The queen cites with pride the success of an innovative young woman graduate who used her microloan to set up a photography shop that serves veiled women who don't want to be photographed by men. She has also promoted the establishment of the first child-abuse counseling and treatment centre in the Arab world - in Amman - and the building of Jordan's first 50 preschool centres. The mother of three, she also champions the king's project to install computers and the Internet in every school.

And - in a bold move for a society split between modernizers and traditionalists - the royal couple backed a campaign for strong laws against honour killings, the murders by men (or even mothers) of women suspected of "dishonouring" the family by improper sexual conduct. The legislation failed.

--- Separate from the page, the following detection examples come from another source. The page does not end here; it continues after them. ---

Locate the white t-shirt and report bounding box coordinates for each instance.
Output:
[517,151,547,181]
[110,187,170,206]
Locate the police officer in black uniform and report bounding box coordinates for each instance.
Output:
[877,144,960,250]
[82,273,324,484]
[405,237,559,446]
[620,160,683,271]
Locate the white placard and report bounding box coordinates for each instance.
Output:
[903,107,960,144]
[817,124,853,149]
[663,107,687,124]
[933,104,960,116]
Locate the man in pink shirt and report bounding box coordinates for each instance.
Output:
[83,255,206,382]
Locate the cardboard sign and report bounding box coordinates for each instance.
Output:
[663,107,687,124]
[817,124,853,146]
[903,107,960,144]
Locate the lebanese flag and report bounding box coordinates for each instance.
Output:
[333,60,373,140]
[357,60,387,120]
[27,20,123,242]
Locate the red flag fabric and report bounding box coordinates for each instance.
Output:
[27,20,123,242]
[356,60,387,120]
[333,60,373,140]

"If there was opposition to changes, it is because there was a lack of awareness," she said. "Most people don't understand this is completely against Islam." Looking back, she regrets the campaigners worked from the top down, because they were eager to move quickly against the practice. "It was important to have a grass-roots campaign to educate the public, and that's what we are doing right now."

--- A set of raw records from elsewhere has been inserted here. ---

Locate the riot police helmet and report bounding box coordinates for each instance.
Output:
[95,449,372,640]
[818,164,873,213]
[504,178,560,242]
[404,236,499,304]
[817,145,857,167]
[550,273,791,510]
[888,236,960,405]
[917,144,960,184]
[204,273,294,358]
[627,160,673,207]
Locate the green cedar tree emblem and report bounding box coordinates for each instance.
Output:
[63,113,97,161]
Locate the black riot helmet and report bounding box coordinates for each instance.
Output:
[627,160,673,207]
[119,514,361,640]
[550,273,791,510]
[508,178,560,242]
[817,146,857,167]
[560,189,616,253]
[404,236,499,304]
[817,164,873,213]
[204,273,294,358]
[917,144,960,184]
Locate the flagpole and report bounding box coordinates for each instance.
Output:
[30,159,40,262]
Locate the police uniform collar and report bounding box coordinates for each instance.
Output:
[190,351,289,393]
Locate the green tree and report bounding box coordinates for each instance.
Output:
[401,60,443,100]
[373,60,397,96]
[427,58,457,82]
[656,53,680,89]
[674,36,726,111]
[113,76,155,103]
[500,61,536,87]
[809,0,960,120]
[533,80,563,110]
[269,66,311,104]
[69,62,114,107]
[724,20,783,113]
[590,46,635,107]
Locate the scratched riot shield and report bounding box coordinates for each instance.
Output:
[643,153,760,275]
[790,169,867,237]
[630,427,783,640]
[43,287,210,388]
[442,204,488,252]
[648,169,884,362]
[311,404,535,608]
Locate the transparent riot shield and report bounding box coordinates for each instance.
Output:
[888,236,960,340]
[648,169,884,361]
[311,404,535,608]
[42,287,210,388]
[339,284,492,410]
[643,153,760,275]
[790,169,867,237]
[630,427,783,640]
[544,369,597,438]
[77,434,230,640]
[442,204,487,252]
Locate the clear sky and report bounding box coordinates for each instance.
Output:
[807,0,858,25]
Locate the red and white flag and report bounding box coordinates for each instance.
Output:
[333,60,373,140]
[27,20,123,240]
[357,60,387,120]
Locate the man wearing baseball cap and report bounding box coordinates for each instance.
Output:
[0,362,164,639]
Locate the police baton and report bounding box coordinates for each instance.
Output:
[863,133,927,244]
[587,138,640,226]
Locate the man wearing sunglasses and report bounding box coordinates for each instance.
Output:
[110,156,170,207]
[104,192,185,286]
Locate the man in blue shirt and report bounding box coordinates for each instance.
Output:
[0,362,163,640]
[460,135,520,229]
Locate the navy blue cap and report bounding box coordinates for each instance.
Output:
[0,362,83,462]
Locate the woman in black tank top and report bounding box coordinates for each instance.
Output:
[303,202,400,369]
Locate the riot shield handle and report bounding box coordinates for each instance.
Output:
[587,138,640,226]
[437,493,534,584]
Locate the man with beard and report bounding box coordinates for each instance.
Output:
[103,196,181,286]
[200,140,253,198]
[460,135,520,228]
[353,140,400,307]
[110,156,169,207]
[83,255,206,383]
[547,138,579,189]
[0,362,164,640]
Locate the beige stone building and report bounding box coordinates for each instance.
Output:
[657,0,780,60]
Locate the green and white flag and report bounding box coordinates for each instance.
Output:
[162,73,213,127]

Indeed, some critics charge that the royal couple is not in touch with the grass roots - moving too fast toward an economic modernization whose costs are not yet apparent, and too slowly on political reforms. They carp that King Abdullah, who was educated in Europe and the United States and whose mother is British, speaks better English than Arabic and is too focused on the West.

True, these royals look West, but that doesn't mean they don't look East also. (Abdullah's Web site, www.kingabdullah.jo, features a jazzy montage of photos backed by an audio stream of Arabic music.) Their vision - which I heard Abdullah lay out impressively at the World Economic Forum 2000 in Davos, Switzerland - is to use Jordan's well-educated populace to produce the first high-tech parks and economy in the Arab Levant.

It hasn't worked so far, and Jordanians are growing impatient. But that doesn't mean the vision isn't the right one, the best hope to lift Jordan out of economic stagnation. The least the U.S. Congress could do to help is to get that free-trade agreement ratified ASAP.